信金中央金庫<8421>(東証上場)中平幸典理事長に出資証券について聞く
都銀、地銀上回る7719の店舗数で金融市場で存在感一層高まる
信用金庫業界が金融市場における存在感を一層強めて来ることになるだろう。既に、預金残高が9月末で113兆円と都銀、地銀に次ぐ規模を有し、とくに店舗数において7719カ店と地銀、都銀などを大きく上回っていることから、これから到来する本格的な間接金融から直接金融において、個人を中心とした展開で強さを発揮できるからだ。
信用金庫のセントラルバンクとして経営をサポート
−−後ろ向きの合併は終息
東京証券取引所に出資証券を上場している信金中央金庫<8421>(東証上場)とは、いったいどのような組織なのかについて、信金中央金庫の中平幸典理事長に説明してもらおう。「全国287信用金庫の中央の金融機関です。われわれは基本的に2つの大きな役目があります。1つは信用秩序の維持、2つ目は業務機能の補完です。信用金庫全体で113兆円の預金残高があり、このうち19兆円を信金中央へ預け、それに対し金融債を発行しています。信金中央金庫は27〜28兆円の資産を運用、この運用益で信用金庫の支援と出資者へ配当を行っているのがビジネスモデルです」。
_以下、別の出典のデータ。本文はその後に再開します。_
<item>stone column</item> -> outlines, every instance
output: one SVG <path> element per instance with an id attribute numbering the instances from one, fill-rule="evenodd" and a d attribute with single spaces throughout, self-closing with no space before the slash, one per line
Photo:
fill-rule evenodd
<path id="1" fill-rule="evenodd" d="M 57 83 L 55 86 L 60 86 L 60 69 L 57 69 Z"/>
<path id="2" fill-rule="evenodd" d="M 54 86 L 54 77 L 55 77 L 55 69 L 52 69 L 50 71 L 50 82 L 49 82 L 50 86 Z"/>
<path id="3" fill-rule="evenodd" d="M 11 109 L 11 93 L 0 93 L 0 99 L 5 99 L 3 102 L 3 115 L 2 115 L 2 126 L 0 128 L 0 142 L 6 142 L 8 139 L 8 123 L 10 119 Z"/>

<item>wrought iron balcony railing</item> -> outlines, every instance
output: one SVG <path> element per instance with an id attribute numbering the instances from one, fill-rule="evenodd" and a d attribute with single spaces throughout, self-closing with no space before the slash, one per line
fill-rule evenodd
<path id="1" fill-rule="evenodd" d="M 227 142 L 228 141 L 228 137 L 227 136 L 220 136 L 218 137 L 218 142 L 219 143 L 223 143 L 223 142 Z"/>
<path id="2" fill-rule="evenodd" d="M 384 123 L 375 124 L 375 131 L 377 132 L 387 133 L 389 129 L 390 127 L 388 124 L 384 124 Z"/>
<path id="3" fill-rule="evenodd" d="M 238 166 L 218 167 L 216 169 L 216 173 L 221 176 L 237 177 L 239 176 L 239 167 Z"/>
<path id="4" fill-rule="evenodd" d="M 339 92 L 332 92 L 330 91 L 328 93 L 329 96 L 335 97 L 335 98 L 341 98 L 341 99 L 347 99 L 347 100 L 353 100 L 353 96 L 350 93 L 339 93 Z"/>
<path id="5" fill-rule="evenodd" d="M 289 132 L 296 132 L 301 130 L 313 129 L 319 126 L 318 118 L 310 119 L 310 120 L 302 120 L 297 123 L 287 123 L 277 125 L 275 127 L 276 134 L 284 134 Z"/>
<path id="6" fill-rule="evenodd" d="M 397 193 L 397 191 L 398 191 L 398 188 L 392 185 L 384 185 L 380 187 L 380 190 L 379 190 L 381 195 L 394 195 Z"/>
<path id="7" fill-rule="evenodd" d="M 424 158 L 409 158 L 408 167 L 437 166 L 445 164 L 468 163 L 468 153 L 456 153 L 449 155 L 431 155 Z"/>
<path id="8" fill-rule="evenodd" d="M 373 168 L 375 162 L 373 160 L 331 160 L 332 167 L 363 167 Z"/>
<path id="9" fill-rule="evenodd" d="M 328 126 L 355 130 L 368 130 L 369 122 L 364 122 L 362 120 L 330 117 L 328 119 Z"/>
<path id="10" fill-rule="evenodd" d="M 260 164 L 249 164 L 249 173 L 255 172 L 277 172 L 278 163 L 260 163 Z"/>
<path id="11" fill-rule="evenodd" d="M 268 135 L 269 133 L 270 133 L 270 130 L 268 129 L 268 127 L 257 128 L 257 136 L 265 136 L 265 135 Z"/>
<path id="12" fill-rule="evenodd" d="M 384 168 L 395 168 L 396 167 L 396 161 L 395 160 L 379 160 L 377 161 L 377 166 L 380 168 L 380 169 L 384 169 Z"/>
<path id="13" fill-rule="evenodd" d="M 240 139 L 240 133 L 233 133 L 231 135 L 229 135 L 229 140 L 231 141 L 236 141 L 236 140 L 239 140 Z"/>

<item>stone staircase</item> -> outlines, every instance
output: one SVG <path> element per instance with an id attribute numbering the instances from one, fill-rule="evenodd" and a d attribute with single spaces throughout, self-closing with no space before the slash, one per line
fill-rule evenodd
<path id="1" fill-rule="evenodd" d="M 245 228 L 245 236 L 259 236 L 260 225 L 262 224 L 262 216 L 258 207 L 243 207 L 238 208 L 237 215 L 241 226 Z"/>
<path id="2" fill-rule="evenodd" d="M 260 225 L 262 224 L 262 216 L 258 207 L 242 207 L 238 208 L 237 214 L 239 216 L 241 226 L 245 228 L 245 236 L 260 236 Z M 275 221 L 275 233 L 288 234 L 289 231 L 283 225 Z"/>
同社が全国287の信用金庫に対しどのような支援を行っているのか。引き続き中平幸典理事長に説明してもらおう。「まず、信用金庫の経営力強化支援があります。信用金庫経営力強化制として経営相談制度と資本増強制度があり、資本増強制度等にもとづく資本供与額は今年9月末で29金庫で2491億円です。うち劣後ローンは1056億円ですが、信用金庫の経営・財務改善に伴い過去に供与した劣後ローン等を返済する金庫も出てきています。次に信用金庫に対する業務支援ですが、これ多岐にわたっていますが、最近における特色あるものとしては、信用金庫向け商品の拡充(SCB延長特約付定期預金など)、信用金庫の融資業務サポート(機械・設備などの動産担保融資など)、信用金庫の資産・負債全体のリスク管理の支援、有価証券ポートフォリオ分析などです」。つまり、個々の信用金庫ではできないこうした業物支援を同社が行っている。もちろん、信用金庫業界にもバブル崩壊の影響は大きかった。1996年には416あった信用金庫は07年9月末で287金庫(現在284)まで129も減少した。経営の悪化で合併が続いたためだ。しかし、「後ろ向きの合併は終息した」と中平理事長が強調されるように、信用金庫の体質はすばらしく改善され、自己資本比率は9月末で11.96%と地銀(10.13%)、第二地銀(9.60%)を上回り都銀(13.71%)に次ぐ好内容を誇る。後ろ向きから前向きの攻めの場面にあるわけだ。
こうした全国の信用金庫のセントラルバンクである信金中央金庫は役職員数1086人、国内13店舗、海外4拠点、総資産28兆円。2008年3月期は経常収益4420億円(07年3月期3697億9000万円)、経常利益540億円(同544億7300万円)、配当年1万3000円と極めて好内容なのである。
もう一度、中平幸典理事長に締めをお願いしよう。「1990年以降の動揺期は業界としては経営困難がありましたが、今では経営改善が進み安定しています。若干利ザヤが縮小していますが経営は健全です。一方で運用環境は変化しています。長期金利が低下局面では国債のウェートが高くなりますが、現在の局面では国債偏重は良くないためある程度リスクを取るスタンスで分散投資に、それも一気にでは段階的に取り組んでいます。今度のサブプライムローンでも80億円台の損失にとどまっています」。
今度の商品金融法についてお伺いしますが、中平理事長はかつて行政の経験がおありですが、どのような印象ですか。「新しい法律ができると慣れるまでは時間がかかります。行政にいたと言いましても、もう20年も前のことですが、当時インサイダー取引規制の法律をつくった時にも、何が良くて何が悪いか、分らなかった。私どもの業界では投信のところで少し影響が出て来年3月末に投信残高1兆円と申し上げてきましたが若干ズレ込むとおもいます」。
もともと、地域密着型で個人へじっくりと説明して営業を行うのは信用金庫のもっとも得意とするところ。今度の金融商品取引法施行は、むしろ同社にとって力を発揮するチャンスである。